Are rotifers zooplankton?
Rotifers. The Rotifera (once known as “wheel animalcules”) are a Phylum of small (50–2000 μm), primarily freshwater zooplankton, dominated by two major groupings; the Monogononta and Bdelloidea.
Is Rotifera protist?
Rotifers are thus multicellular creatures who make make their living at the scale of unicellular protists. The name “rotifer” is derived from the Latin word meaning “wheel-bearer”; this makes reference to the crown of cilia around the mouth of the rotifer.
What is the salinity of a rotifer?
The drawback is that rotifers grown in 20-30 ppt salinity are shocked when put into fresh water. They are not killed, but they may stop swimming for a time until they adjust to the lower salinity. But there is an easy solution – grow the marine rotifers at a lower salinity (15 ppt is actually the optimum).
What do you mean by rotifer?
Definition of rotifer : any of a class (Rotifera of the phylum Aschelminthes) of minute usually microscopic but many-celled chiefly freshwater aquatic invertebrates having the anterior end modified into a retractile disk bearing circles of strong cilia that often give the appearance of rapidly revolving wheels.
What are the characteristics of phylum Chlorophyta?

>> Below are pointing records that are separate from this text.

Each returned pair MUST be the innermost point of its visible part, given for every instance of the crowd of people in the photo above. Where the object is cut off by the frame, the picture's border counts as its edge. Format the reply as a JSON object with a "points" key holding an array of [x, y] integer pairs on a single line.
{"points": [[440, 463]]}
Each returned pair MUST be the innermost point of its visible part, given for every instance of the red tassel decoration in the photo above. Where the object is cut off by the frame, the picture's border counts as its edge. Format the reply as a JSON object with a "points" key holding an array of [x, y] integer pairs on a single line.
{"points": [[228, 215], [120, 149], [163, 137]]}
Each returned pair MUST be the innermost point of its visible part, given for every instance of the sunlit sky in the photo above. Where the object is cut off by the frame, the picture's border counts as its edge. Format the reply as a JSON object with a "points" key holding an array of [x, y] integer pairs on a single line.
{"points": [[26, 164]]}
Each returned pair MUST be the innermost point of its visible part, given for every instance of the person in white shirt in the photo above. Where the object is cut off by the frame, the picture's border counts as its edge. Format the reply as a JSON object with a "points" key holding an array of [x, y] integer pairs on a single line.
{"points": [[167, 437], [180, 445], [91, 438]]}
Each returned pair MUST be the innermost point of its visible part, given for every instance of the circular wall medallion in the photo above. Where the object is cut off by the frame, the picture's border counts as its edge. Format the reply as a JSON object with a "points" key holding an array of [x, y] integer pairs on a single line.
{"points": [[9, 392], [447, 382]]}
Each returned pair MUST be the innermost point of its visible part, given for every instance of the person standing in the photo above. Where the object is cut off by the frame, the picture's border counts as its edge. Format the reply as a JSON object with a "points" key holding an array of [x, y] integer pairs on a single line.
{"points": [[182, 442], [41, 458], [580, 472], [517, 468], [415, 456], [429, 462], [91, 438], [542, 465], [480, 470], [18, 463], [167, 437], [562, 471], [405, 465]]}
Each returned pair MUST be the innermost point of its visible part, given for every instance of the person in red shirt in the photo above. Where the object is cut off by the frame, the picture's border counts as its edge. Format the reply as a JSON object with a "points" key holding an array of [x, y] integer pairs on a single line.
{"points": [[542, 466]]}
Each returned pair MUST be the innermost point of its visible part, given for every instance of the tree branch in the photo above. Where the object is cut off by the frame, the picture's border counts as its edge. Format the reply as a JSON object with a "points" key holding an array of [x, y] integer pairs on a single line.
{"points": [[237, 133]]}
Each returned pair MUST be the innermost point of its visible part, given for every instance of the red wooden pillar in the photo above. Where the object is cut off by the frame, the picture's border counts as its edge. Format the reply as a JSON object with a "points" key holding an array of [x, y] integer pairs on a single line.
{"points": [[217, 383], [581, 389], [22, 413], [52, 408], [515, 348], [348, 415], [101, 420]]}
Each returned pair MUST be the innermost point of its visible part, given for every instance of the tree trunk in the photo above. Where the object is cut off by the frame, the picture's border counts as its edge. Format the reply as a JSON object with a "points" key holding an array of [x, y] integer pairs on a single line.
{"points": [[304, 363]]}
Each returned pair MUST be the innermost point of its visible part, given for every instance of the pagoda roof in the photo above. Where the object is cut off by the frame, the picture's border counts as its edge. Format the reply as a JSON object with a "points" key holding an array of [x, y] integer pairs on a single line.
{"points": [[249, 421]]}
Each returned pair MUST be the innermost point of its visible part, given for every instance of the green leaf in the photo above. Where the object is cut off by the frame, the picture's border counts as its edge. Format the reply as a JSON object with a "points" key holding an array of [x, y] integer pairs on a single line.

Phylum Chlorophyta (Green Algae) The green algae (Fig. 2.1) are named for their green chloroplasts. They are characterized by the predominance of the green pigments (chlorophylls a and b), which mask carotenes, xanthophylls (such as lutein, zeaxanthin and siphonoxanthin), and other pigments.
Is Syndermata the sister group to Gnathostomulida?
Molecular phylogenetic analyses have suggested Syndermata is the sister group to phylum Gnathostomulida (jaw worms), forming the Gnathifera clade. This analysis, along with a separate study (which did not include gnathostomulids), placed rotifers within superphylum Lophotrochozoa, as a possible sister group to phylum Platyhelminthes (flatworms).
Is Chlorophyta unicellular or multicellular?
Chlorophyta are commonly known as green algae and sometimes, loosely, as seaweed. They grow primarily in freshwater and saltwater, although some are found on land. They may be unicellular (one cell), multicellular (many cells), colonial (a loose aggregation of cells), or coenocytic (one large cell).
What is the difference between Rhodophyta and Chlorophyta?
Chlorophyta (green algae) are present in lower ratios when compared to the Phaeophyta and Rhodophyta. The pigmentation of these species varies from yellowish green to dark green in color.